0
votes

I am developing a Monte Carlo ray tracer in OpenCl for calculating 'view factors' for radiative heat transfer analysis and wish to know the optimal way to collate the number of times object x is intersected by rays fired from object i.

Now the basic algorithm is as follows :

  1. Fire random ray, R, off from the surface of object i
  2. Test intersection of ray R with objects 0 - N
  3. Determine the first object intersected by R, let this be object x
  4. Record the first intersection by incrementing an array of int's such that array[i][x] +=1
  5. Repeat for total number of rays
  6. Divide each value in the ith row of the array by the total number of arrays fired from object i.

Now typically in a parallel implementation on the CPU each thread would just maintain its own copy of array[N] and then when all rays have been fired from object i, the master thread will sum the individual arrays to get the results.

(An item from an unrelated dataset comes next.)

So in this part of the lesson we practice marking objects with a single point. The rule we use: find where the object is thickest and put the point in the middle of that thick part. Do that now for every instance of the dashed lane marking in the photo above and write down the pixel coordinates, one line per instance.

In OpenCL on the GPU this is not a practical solution as when N increases there quickly becomes a shortage of local memory and using a single array with barriers will cripple performance.

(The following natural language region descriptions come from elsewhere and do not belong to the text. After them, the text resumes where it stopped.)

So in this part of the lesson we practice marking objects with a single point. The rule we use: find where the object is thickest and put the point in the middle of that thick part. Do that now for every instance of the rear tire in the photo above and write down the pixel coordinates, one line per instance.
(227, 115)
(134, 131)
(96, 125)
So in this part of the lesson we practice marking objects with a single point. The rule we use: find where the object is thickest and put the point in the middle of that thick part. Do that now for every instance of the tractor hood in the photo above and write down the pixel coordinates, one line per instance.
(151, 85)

What is the best practical for preforming reduction of the results array or is a a memory barrier the only practical solution?

1

1 Answers

0
votes

Kernel A) Do it as you described, writing their own copies of array[N] back to global memory at the end.

Kernel B) A kernel for reduction (that the "master thread" does in your description).

Make all the invocations of kernel A set events upon completion. Make the invocation(s) of kernel B depend on those events. You could even use multiple invocations of kernel B to do a pyramid reduction, taking two (or more, tuning may be needed) arrays and writing out one sum. A chain of events could resolve the dependencies and allow deep queuing.